Anos depois, uma estrela do cinema mundial resolveu procurar refúgio na pequena aldeia, e a transformou na Saint-Tropez fluminense. A visita da atriz francesa Brigitte Bardot, em 1964, levada pelo namorado marroquino-brasileiro Bob Zagury, mudou a história da cidade da água salgada para o vinho francês. Toda a imprensa brasileira foi à vila de pescadores cobrir a passagem da popstar, que na verdade, começou em um desencontro com John Lennon e os Beatles, que queriam conhecê-la em Paris.
Com a cidade no mapa do turismo mundial, o maior fluxo migratório viria da própria América do Sul. A partir dos anos 1970, Búzios passou a receber argentinos em profusão.

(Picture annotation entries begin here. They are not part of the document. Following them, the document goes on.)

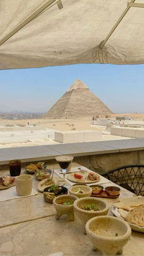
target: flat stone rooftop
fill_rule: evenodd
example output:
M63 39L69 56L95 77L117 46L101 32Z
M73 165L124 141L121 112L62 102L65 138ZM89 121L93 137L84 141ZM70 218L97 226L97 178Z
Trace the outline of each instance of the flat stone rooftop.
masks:
M60 155L80 156L142 150L144 138L0 148L0 165L13 159L25 163L53 159Z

Agora, os hermanos são 20% da população local. Filho da primeira buziana caiçara a casar com um argentino, em 1969, o secretário de cultura e patrimônio histórico da cidade, Luiz Romano, destaca o domingo diferente para a final da Copa do Mundo. "A cidade estará dividida por uma bola. E a festa está garantida", resumiu.
Se Brigitte Bardot dá nome à orla mais turística e ao principal cinema de Búzios, além de uma estátua e muitos registros históricos, os hermanos praticamente anexaram Búzios ao seu território. "Dizem que é a praia mais bonita da Argentina", brincou Romano.
"Foi de olho nisso que o prefeito [Alexandre Martins, do Republicanos] decidiu manter o telão na cidade, que era para os jogos do Brasil, mas passou a receber um público enorme de argentinos. Na final, teremos a principal colônia de um país latino-americano contra o país com o maior número de imigrantes europeus. Argentina x França deveria ser o 'Clássico estrangeiro de Búzios'", afirmou o secretário.
Vascaíno, Luiz Romano cresceu na cidade que recebeu sua família argentina e vê na pele a mistura com a população local. "Temos moradores oriundos de mais de 55 países, e representamos essas nacionalidades em bandeiras na entrada da cidade", afirma.
"Os franceses influenciaram demais na diversidade cultural, gastronômica e na formação da identidade buziana. Já os argentinos tomaram a cidade. A Rua da Brava, que é histórica para Búzios, virou quase uma 9 de Julho (risos). É impressionante. Você anda por ali e vê bandeiras penduradas e camisas do Messi nas ruas".
Suspeito, o secretário de 44 anos quer comemorar o título 'em casa': 'A gente vai estar na rua comemorando 2 a 1 para a Argentina (risos). Espero que os franceses participem da comemoração com os argentinos. Mas se a França ganhar, os argentinos vão comemorar também. O futebol tem que gerar paz", opinou o memorialista.